Computational Investigation of Eustachian Tube Function

咽鼓管功能的计算研究

• 批准号: 6801234
• 负责人: SAMIR N GHADIALI
• 金额: $ 7.02万
• 依托单位: LEHIGH UNIVERSITY
• 依托单位国家: 美国
• 财政年份: 2002
• 资助国家: 美国
• 起止时间: 2002-08-15 至 2005-07-31
• 项目状态: 已结题
• 来源: https://reporter.nih.gov/project-details/6801234
• 关键词: biomechanics; cartilage; clinical research; computer simulation; elasticity; eustachian tube; exudate /transudate; fluid flow; histology; human data; human tissue; magnetic resonance imaging; mechanical pressure; middle ear; model design /development; morphology; muscle; otitis media; physiology; postmortem; swallowing

DESCRIPTION (provided by applicant): The objective of this application is to investigate how the mechanical and anatomical (geometrical) structure of the Eustachian tube (ET) affects its ability to regulate Middle Ear (ME) pressure. Normally, this function is achieved by the intermittent opening of the ET due to the contraction of the surrounding musculature. Clinical and experimental studies have demonstrated that disruption of this opening mechanism results in one of the most common childhood diseases, otitis media with effusion (OME), and the associated hearing impairment. To obtain a fundamental understanding of the ET structure-function relationship, we propose to create a computational model that is capable of simulating both mechanical and anatomical variations. This model will be used to perform detailed simulations of ET opening phenomena during swallowing under various mechanical and anatomical conditions. As such, this work will elucidate how the interaction between mechanical and anatomical properties affects ET function. In addition, experimentally measured structural properties from normal adults will be incorporated into the model to obtain a better understanding of the "normal" ET structure-function relationship. The specific aims of this project are: 1) Develop a 2D computational model to investigate the influence of structural properties on ET opening phenomena during swallowing; 2) Develop and compare a 3D reconstructed mode of the ET with a 2D approximation to determine the importance of 3D geometrical variations; 3) Utilize the computational model to investigate and quantify ET opening phenomena in normal adults. The proposed work will elucidate how the mechanical and anatomical properties of the ET influence opening phenomena. In addition, we will establish normative data on the ET's mechanical and anatomical structure. This information is vital to the long term goal of this research which is to develop effective treatment strategies based upon the underlying structural deficiencies for persistent OME. Further, the results of the proposed research will provide the basic data which can be used as a comparative database for future studies that will quantify the ET structure-function relationship in OME patients, evaluate computationally various clinical therapies, and develop refined computational and/or experimental models.

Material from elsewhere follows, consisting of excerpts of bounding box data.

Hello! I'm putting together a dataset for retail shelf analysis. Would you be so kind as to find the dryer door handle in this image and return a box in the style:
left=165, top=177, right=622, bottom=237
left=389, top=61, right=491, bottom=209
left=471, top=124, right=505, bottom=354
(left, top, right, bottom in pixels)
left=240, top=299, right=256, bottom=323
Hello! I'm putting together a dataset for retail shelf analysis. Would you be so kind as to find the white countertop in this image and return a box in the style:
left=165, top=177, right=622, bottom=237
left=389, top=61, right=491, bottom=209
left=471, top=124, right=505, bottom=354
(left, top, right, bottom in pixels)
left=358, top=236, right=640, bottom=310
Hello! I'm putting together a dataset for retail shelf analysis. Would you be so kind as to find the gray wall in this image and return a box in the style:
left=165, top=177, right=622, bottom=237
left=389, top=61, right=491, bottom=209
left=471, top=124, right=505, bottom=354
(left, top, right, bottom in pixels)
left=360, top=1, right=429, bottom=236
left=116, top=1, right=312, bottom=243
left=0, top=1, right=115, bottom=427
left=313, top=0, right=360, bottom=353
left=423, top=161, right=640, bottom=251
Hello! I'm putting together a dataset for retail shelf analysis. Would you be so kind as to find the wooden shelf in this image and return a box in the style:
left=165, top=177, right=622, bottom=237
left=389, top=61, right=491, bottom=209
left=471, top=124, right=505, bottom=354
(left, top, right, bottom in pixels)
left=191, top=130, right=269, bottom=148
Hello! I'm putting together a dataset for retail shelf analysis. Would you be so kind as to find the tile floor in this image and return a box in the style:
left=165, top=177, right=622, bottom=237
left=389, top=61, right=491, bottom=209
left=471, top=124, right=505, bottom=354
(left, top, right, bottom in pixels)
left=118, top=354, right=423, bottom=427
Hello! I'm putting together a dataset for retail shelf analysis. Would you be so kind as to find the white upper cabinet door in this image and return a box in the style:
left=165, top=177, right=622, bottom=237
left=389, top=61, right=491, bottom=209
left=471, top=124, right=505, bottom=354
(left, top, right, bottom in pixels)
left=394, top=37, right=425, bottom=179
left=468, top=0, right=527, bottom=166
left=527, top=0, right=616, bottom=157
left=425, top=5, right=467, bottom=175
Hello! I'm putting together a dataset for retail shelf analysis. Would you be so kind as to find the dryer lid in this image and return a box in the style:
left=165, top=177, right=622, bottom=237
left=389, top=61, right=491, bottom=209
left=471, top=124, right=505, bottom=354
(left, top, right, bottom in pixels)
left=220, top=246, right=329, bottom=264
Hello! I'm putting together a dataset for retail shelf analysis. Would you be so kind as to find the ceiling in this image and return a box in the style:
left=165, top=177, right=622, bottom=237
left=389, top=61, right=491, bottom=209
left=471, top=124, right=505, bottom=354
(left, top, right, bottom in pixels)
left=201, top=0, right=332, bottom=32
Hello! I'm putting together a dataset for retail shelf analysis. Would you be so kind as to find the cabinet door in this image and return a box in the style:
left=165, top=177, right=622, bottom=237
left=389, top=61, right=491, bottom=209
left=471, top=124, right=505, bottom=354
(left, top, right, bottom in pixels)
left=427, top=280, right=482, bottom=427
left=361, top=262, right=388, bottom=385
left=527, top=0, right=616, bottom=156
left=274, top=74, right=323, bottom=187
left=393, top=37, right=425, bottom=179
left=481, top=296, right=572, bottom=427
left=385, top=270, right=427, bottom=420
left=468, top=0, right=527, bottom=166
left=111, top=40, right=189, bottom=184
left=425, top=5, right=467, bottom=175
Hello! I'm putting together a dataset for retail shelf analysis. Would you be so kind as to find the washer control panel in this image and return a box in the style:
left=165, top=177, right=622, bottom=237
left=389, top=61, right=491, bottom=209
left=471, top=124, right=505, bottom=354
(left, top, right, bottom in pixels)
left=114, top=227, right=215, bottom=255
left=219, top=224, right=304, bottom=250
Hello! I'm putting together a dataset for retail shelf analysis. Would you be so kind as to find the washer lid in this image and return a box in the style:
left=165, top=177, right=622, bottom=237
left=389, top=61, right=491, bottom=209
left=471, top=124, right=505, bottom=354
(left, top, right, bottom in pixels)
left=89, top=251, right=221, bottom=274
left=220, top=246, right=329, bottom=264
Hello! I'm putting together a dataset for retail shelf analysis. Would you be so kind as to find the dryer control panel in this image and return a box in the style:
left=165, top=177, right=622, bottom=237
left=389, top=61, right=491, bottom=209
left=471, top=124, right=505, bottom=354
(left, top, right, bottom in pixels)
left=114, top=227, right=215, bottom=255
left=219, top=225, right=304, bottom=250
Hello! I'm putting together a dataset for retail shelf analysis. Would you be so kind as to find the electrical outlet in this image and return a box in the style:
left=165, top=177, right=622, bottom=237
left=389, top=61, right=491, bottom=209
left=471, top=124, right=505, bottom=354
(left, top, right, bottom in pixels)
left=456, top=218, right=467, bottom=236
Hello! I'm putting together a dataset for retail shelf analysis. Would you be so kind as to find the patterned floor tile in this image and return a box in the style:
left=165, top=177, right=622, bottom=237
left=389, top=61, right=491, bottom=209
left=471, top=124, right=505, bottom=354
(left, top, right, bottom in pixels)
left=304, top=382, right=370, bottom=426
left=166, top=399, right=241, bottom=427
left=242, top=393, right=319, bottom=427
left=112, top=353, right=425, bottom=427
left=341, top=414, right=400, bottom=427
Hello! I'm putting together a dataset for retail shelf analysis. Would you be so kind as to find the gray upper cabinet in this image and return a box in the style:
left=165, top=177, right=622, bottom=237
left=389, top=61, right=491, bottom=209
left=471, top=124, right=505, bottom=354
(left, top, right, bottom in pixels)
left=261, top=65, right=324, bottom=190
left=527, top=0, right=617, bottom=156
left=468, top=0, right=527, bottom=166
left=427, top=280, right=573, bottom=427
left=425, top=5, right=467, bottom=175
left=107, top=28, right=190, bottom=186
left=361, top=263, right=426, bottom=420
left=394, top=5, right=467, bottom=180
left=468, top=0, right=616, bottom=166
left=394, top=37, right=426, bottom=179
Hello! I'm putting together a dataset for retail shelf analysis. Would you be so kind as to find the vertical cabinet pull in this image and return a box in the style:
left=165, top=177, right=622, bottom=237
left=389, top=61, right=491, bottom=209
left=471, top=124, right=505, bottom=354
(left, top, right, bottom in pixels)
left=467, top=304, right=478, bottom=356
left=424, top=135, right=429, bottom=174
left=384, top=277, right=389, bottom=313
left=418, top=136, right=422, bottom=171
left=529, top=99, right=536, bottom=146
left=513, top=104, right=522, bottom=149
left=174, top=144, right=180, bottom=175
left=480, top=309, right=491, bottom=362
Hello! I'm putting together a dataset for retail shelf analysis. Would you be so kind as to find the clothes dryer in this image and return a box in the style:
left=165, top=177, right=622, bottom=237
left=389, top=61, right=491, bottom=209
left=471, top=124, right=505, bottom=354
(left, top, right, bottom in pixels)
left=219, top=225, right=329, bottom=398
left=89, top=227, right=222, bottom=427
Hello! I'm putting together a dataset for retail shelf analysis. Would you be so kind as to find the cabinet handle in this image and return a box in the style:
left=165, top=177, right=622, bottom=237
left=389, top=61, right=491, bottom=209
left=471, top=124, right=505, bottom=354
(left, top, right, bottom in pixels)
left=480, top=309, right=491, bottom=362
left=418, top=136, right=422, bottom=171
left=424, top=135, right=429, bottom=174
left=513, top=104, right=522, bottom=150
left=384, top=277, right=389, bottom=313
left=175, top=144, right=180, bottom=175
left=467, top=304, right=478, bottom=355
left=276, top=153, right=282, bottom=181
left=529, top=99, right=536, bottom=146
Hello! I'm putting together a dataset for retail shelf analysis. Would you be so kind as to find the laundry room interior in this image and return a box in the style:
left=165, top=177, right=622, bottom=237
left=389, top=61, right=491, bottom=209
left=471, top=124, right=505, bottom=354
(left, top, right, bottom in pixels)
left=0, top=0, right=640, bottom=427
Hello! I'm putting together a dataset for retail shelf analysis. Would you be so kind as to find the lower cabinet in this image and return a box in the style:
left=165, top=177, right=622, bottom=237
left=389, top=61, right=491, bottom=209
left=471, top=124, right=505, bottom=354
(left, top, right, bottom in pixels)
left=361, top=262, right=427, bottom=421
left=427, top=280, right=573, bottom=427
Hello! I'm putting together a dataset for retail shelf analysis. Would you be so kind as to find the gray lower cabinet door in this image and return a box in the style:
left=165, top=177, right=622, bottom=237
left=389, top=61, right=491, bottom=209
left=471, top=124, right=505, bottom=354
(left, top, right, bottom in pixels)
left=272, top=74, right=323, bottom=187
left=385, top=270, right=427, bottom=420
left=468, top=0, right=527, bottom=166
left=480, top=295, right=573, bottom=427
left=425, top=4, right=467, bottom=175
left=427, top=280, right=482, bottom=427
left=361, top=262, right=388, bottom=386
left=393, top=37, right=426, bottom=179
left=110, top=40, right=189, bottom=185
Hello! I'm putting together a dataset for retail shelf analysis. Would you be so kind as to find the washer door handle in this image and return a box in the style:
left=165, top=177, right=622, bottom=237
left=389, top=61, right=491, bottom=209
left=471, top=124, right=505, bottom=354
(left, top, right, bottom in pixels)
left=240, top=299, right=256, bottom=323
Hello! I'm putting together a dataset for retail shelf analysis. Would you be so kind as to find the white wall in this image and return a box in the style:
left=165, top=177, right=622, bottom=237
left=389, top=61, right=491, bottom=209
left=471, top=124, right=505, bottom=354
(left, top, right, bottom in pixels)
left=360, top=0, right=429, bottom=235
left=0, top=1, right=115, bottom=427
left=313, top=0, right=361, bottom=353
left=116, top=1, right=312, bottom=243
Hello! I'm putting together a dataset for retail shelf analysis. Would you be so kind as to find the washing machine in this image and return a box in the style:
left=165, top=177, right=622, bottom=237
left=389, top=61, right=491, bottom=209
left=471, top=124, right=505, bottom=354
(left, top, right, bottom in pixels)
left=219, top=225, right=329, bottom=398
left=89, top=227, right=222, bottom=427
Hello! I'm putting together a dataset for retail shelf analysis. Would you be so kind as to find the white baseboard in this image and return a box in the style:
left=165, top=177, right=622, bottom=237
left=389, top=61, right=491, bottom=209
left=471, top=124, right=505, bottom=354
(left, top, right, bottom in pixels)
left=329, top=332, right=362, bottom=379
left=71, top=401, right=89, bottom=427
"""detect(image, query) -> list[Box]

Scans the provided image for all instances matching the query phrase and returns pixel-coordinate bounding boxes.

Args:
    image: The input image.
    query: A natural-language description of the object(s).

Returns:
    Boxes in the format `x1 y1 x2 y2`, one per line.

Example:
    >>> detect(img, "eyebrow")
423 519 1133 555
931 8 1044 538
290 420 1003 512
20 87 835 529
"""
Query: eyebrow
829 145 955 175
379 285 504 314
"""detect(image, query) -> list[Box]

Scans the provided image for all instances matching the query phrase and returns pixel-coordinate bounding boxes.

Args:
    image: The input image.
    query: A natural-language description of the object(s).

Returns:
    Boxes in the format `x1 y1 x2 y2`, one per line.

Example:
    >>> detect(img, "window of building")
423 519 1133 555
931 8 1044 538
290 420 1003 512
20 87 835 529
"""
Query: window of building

描述（由申请人提供）：本申请的目的是研究咽鼓管（ET）的机械和解剖（几何）结构如何影响其调节中耳（ME）压力的能力。通常，该功能是通过由于周围肌肉组织的收缩而间歇性打开 ET 来实现的。临床和实验研究表明，这种开放机制的破坏会导致最常见的儿童疾病之一：渗出性中耳炎 (OME) 以及相关的听力障碍。为了获得对 ET 结构-功能关系的基本理解，我们建议创建一个能够模拟机械和解剖变化的计算模型。该模型将用于对各种机械和解剖条件下吞咽过程中 ET 打开现象进行详细模拟。因此，这项工作将阐明机械和解剖特性之间的相互作用如何影响 ET 功能。此外，通过实验测量的正常成年人的结构特性将被纳入模型中，以获得对“正常”ET结构-功能关系的更好理解。该项目的具体目标是：1）开发二维计算模型来研究吞咽过程中结构特性对 ET 打开现象的影响； 2) 开发 ET 的 3D 重建模式并将其与 2D 近似进行比较，以确定 3D 几何变化的重要性； 3) 利用计算模型来研究和量化正常成人的 ET 打开现象。拟议的工作将阐明 ET 的机械和解剖特性如何影响开放现象。此外，我们还将建立 ET 机械和解剖结构的规范数据。这些信息对于本研究的长期目标至关重要，即根据持续性 OME 的潜在结构缺陷制定有效的治疗策略。此外，拟议研究的结果将提供可用作未来研究的比较数据库的基础数据，这些研究将量化 OME 患者的 ET 结构-功能关系，评估计算上的各种临床疗法，并开发精细的计算和/或实验模型。